The first is how i’m adjusting the co-ordinates to pass into the noise function. A first pass implementation for this might look something like:
for(int o = 0; o < nOctaves; o++) {
for(int i = 0; i < NX; i++) {
for(int j = 0; j < NY; j++) {
uint8_t accum = inoise8((x+(iadj))(2^o), (y+(jadj))(2^o),z*(2^o))>>o;
}
}
}
(note, just including the calls to the noise functions above. Of course, that loop above will end up generating 5 multiplies and 3 power functions for each point for each octave. Or, 2000 multiplies and 900 powerfunctions. (And for completeness, 800 additions - giving us a total of 3700 math operations, not including the loop control functions)
So, how can things be pulled out? First off, we know what we really want is, for each point we’re computing in the inner loops, are x/y values that are adjusted as we walk across the matrix. So, for example, (0,0) == (x,y), (1,0) == (x+adj,y), (2,0) == (x+2*adj,y), etc… We can get rid of the multiply and turn it into an add by keeping a separate value tracking the current “value to add” - and that gives us:
uint32_t ladj = adj;
for(int o = 0; o < nOctaves; o++) {
for(int i = 0, iadj=0; i < NX; i++,iadj+=ladj) {
for(int j = 0, jadj=0; j < NY; j++,iadj+=ladj) {
uint8_t accum = inoise8((x+(iadj))(2^o), (y+(jadj))(2^o),z*(2^o))>>o;
}
}
}
Now we’re at 1200 multiplies, 900 power function calls, our 800 original additions, 400 additions to jadj, but only (assuming a 10x10 grid), 40 additions to iadj for a total of 1240 additions. Still at 3340 math operations, however additions are often far cheaper than multiplies, especially on the avr.
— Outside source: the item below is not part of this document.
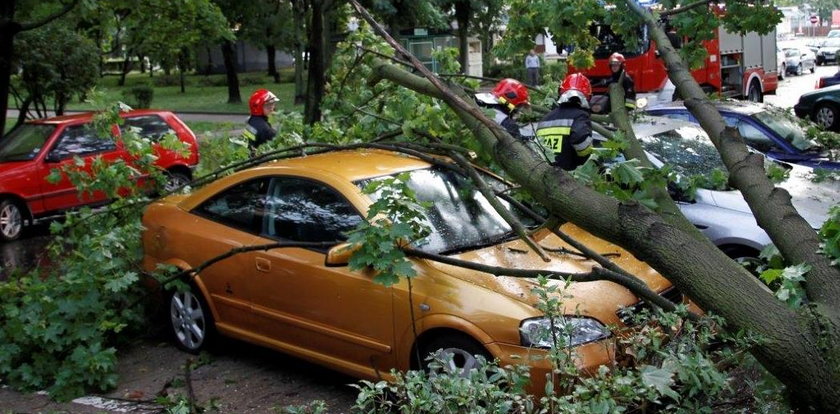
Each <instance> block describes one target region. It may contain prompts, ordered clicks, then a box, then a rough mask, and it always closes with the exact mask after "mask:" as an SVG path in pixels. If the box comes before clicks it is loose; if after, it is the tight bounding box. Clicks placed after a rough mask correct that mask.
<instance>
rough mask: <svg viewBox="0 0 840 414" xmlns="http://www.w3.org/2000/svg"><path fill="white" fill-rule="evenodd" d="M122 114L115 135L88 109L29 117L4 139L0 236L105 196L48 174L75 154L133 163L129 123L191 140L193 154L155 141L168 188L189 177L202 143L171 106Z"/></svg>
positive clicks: (135, 128)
Still, though - lots of multiplies in there. What more can be done? Remember from math classes that Z * (A + B) === ZA * ZB? If we do that here, we see something like (x * 2^o) + (iadj * 2^o) for each of our coordinates. 2^o is basically a power of 2 - when octave is 0, that’ll ahve the value 1, when octave is 1, the value will be 2, when octave is 2, the value will be 4, etc… but basically, it’s just doubling it. Well, what if we just adjusted our base x,y,z and adjustment values once per octave, then?
uint32_t ladj=adj,lx=x,ly=y,lz=z;
for(int o = 0; o < nOctaves; o++) {
for(int i = 0, iadj=0; i < NX; i++,iadj+=ladj) {
for(int j = 0, jadj=0; j < NY; j++,iadj+=ladj) {
uint8_t accum = inoise8(lx + iadj, ly + jadj, lz)>>o;
}
}
ladj *= 2;
lx *= 2;
ly *= 2;
lz *= 2;
}
Et voila. We still have our 800 basic additions, our 440 additions for adjusting iadj/jadj, but now only 16 multiplies (4 per octave) for each of our ladj, lx, ly, and lz values.
That is much much much nicer, isn’t it?